A Christmas experience your customers will want to shout about? That’s well worth a little planning.
A new village store in Finchampstead, Berkshire, immerses customers in the golden age of retail
“The idea for the shop came from lockdown, when as a restaurateur I was able to get hold of some amazing produce and turned one of our dining rooms into a shop for locals who were struggling to get hold of groceries.” As co-founder of the Brucan Pubs group operating a clutch of top-end gastropubs, owner James Lyon-Shaw knows a bit about curating a welcoming environment. This Christmas, Goswell & Bird’s – the Brucan group’s first venture into retail – will transform into a private dining area in the evenings, having hosted sales of turkeys, festive bakes and gift items on traditional shelves harking back to the village’s Victorian stores.

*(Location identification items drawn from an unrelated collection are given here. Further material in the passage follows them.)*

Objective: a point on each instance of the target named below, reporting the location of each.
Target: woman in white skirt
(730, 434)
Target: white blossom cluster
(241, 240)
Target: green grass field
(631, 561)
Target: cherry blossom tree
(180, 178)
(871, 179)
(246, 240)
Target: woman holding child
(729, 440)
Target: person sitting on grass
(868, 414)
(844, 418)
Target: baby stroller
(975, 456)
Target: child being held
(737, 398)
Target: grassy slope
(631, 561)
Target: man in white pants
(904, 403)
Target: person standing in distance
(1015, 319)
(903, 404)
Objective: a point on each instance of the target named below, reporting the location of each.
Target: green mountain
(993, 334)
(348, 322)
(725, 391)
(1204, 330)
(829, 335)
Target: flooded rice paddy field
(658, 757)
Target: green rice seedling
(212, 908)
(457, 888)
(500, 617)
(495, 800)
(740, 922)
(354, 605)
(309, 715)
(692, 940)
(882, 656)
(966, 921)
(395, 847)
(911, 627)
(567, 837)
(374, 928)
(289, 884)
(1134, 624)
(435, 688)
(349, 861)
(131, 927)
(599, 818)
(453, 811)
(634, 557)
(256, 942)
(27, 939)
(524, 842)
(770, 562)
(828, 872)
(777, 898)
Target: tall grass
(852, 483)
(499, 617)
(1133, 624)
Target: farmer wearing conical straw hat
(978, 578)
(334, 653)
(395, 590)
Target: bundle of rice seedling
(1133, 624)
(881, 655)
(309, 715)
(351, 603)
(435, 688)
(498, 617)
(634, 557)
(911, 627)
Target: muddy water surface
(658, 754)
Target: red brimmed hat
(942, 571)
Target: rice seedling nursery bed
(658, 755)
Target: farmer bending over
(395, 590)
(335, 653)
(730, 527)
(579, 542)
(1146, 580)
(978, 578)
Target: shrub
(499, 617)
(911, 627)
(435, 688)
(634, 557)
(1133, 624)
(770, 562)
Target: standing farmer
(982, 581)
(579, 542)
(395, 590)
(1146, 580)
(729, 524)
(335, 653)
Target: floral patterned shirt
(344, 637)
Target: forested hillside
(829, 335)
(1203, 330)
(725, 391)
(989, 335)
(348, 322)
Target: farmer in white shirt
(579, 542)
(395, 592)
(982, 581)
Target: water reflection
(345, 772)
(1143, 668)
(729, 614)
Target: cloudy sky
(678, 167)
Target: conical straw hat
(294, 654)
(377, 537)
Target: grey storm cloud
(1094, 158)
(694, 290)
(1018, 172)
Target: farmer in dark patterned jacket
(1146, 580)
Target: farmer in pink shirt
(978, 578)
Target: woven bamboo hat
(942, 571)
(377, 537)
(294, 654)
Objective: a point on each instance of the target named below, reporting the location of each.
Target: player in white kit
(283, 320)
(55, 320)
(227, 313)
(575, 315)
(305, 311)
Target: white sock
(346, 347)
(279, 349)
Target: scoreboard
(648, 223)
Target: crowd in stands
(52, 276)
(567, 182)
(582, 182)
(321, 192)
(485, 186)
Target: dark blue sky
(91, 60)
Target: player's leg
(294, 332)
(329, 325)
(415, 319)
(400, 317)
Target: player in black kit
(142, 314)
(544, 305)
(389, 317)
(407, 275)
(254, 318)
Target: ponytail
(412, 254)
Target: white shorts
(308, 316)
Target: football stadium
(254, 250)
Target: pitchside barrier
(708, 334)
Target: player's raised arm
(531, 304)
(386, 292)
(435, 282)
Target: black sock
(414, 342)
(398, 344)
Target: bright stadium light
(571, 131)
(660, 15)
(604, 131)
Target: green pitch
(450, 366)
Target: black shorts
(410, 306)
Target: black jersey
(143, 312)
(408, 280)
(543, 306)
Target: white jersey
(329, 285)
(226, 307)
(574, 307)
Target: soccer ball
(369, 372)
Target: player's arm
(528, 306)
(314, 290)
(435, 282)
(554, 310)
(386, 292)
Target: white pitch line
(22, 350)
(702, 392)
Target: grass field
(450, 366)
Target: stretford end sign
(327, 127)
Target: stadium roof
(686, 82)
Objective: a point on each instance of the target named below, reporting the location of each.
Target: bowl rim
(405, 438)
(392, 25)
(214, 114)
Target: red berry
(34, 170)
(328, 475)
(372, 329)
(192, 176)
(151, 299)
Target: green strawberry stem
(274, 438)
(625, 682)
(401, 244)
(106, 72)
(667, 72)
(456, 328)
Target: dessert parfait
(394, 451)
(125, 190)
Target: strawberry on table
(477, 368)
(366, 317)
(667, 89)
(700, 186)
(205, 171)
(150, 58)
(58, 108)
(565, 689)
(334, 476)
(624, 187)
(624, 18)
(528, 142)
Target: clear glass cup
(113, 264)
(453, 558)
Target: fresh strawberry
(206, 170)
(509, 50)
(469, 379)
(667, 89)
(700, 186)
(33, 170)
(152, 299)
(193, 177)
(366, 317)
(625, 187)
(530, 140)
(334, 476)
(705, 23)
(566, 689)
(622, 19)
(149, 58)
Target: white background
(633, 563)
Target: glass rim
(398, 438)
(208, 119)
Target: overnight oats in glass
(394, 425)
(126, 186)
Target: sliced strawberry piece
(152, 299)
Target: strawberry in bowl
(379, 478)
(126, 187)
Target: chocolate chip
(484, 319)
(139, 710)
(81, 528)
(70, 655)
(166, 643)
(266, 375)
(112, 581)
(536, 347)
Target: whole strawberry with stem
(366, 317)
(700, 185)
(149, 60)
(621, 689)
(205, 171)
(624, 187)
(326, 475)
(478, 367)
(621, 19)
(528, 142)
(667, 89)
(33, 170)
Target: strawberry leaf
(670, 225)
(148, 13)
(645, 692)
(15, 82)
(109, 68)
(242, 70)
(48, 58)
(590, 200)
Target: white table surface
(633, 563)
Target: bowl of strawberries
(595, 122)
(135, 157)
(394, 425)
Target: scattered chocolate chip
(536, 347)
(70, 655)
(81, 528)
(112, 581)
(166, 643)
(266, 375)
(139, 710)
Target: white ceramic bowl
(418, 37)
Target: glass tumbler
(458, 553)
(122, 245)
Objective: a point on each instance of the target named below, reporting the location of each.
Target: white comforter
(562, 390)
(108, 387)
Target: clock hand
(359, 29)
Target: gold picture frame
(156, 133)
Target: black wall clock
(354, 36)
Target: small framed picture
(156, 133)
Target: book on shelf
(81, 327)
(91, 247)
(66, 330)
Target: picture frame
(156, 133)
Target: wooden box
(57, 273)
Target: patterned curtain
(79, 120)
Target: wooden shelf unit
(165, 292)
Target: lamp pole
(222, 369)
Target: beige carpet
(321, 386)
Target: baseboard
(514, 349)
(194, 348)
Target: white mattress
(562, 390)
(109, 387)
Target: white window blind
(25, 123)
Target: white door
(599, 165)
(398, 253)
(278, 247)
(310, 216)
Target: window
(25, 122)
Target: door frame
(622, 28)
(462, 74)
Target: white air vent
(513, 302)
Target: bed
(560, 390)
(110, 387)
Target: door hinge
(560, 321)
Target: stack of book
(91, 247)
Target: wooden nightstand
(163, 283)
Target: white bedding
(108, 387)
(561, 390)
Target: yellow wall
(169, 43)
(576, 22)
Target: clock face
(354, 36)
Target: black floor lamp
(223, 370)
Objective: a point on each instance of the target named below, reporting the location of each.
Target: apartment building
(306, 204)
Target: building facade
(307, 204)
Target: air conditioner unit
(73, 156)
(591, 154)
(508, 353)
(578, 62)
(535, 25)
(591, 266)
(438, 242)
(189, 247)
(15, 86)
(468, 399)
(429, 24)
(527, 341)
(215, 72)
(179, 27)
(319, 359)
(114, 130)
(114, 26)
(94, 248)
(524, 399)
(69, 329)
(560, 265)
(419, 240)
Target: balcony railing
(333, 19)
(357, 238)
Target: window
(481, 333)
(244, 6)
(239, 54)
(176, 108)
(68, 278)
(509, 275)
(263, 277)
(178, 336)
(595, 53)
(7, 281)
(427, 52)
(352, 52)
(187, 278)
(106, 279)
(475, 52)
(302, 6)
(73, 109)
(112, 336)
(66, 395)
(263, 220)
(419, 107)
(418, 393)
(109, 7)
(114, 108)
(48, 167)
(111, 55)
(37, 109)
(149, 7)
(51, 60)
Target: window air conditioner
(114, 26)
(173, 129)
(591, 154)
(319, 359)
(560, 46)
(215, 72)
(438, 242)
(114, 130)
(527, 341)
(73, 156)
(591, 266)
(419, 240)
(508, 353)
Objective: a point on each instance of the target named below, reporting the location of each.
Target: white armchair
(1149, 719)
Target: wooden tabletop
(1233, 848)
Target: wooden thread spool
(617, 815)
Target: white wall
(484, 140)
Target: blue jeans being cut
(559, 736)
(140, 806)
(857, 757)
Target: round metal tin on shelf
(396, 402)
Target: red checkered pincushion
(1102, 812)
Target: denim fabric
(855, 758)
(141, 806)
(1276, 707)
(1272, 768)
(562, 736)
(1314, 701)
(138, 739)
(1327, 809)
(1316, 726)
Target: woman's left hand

“As someone who’s been in hospitality longer than I care to remember, I get frustrated when I get to a shop where you’re waiting for ages to get served or are cattle-herded through the space,” says James. “Sometimes it feels like the magic of service in shops has been lost. So one of our aims is to make that experience of shopping really nice again, creating a space where we can have those conversations with customers and pass on the passion for the amazing produce we can get.”
With food halls in Westfield Stratford and Westfield London, as well as a flagship store in Leicester Square, Japan Centre works hard to build an in-store experience
“Over the festive period we’ll be hosting Kagami Biraki – the breaking of the sake barrel to bring good luck and fortune to the business and our customers – and giving out sake to our customers to toast in the New Year,” says Peter Cowie, Japan Centre’s head of marketing. “Part of these celebrations will also include mochi pounding, with help from the food hall’s chefs. Even Tak Tokumine, Japan Centre CEO, has been known to get involved! The mochi skin is then wrapped around a traditional adzuki bean filling and given to our customers to celebrate the New Year.
“Each Christmas we create a special range of bakery favourites with a festive and Japanese twist to give customers an alternative to the traditional range often seen at other food halls, from matcha and yuzu stollen to our festive matcha Bundt cake: creating new reasons to visit us in-store for a something a little different.” At Westfield London site Ichiba, Europe’s largest Japanese food hall, care is taken to curate a holistic experience of Japanese culture.
“Japanese-style paper structures, flags and traditional fabrics break up the space, while lights inspired by chopsticks, lanterns and traditional wooden elements help customers navigate the zones of the store,” says Peter. “We are proud of our Japanese roots, so during key Japanese holidays we go big on displays, from carp flags known as koinobori for Children’s Day to cherry blossom to celebrate Hanami, the cherry blossom festival.”